At the newly-appointed time, we made our way back to the trailhead. We got in the bus and made it to the ER, where I was swaddled in what I now know as a “bulky Jones splint” and fitted with store-bought crutches. It was time to head back to Wisconsin.

bulky Jones splint; from a YouTube training video by the Washington University School of Medicine.
Mine was longer, ending just below the knee.

As winter settled in, I realized there was something more wrong with my ankle than a bad sprain. My peroneal tendon had an unfortunate tendency to dislocate when I walked. It did not seem like a good thing to have happen on narrow Andean trails. It wasn’t altogether pleasant on sidewalks.

Image from CMMG via Pinterest. The purple line (added by me) is roughly where my peroneus longus would end up, instead of its usual spot tucked behind the now-shredded retinaculum. Imagine a rubber band stretched from your knee to the bottom of your foot, then twanging it at the ankle. That’s what it felt like. It would now go slack, which made it hard to stand up.

I paid a visit to my local community clinic. The doctor there had no clue what was going on, but referred me to an orthopedic surgeon who diagnosed the problem when I walked across his office. He said he could fix it Monday. I called Fred to tell him I couldn’t make it to the Andes and scheduled surgery.

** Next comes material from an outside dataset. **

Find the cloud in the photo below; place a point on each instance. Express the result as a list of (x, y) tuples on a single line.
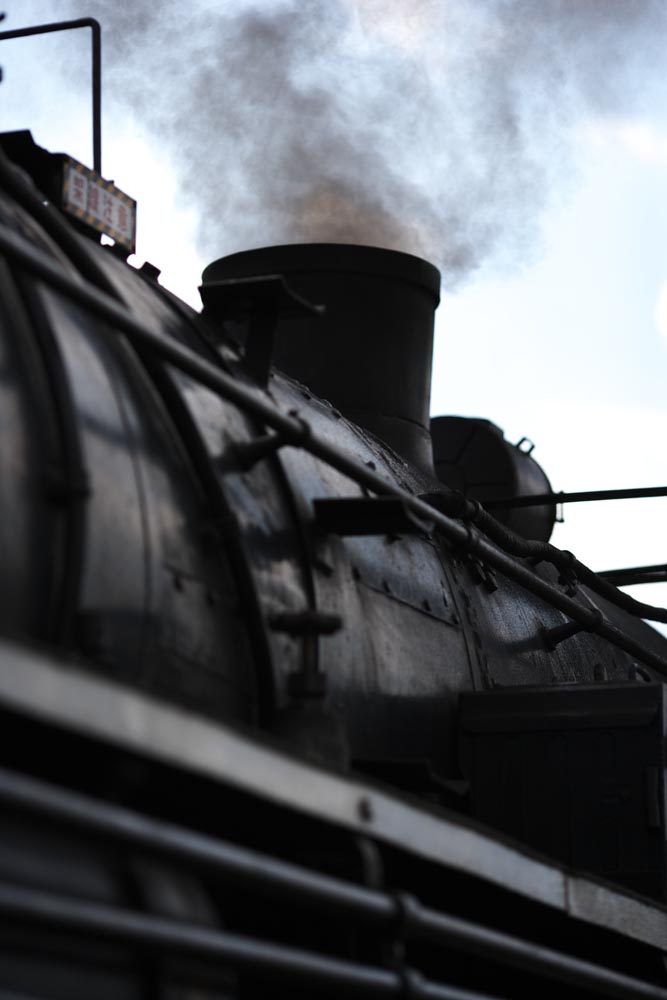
[(437, 128)]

While recuperating, I began volunteering at the clinic. I also heard about a new co-op trying to get off the ground. Having nothing better to do that winter, I began to go to organizing meetings. I worked at that co-op for the next ten years, which led to a continuing career in co-ops in California and Nicaragua, which led to where I am today (two careers removed from co-ops, but that’s another story for another time). P.S. Happy 45th birthday, Willy St Co-op; which opened 10/09/1974.

Also that winter, I had a roommate who went ice skating every day. Feeling sorry for myself that I couldn’t go with him, I started plotting for spring. When spring arrived, I bought a new bike. (That story earned a paragraph in the January 20, 2018 entry.) That bike took me on my first tours, which led to the transcontinental tour of 2018.

So that, Dihedral, is my story. And I’m sticking to it. How an injury leads to a career path and a new bike, then a 4400 mile bike trip 45 years later. Way more than you bargained for, eh?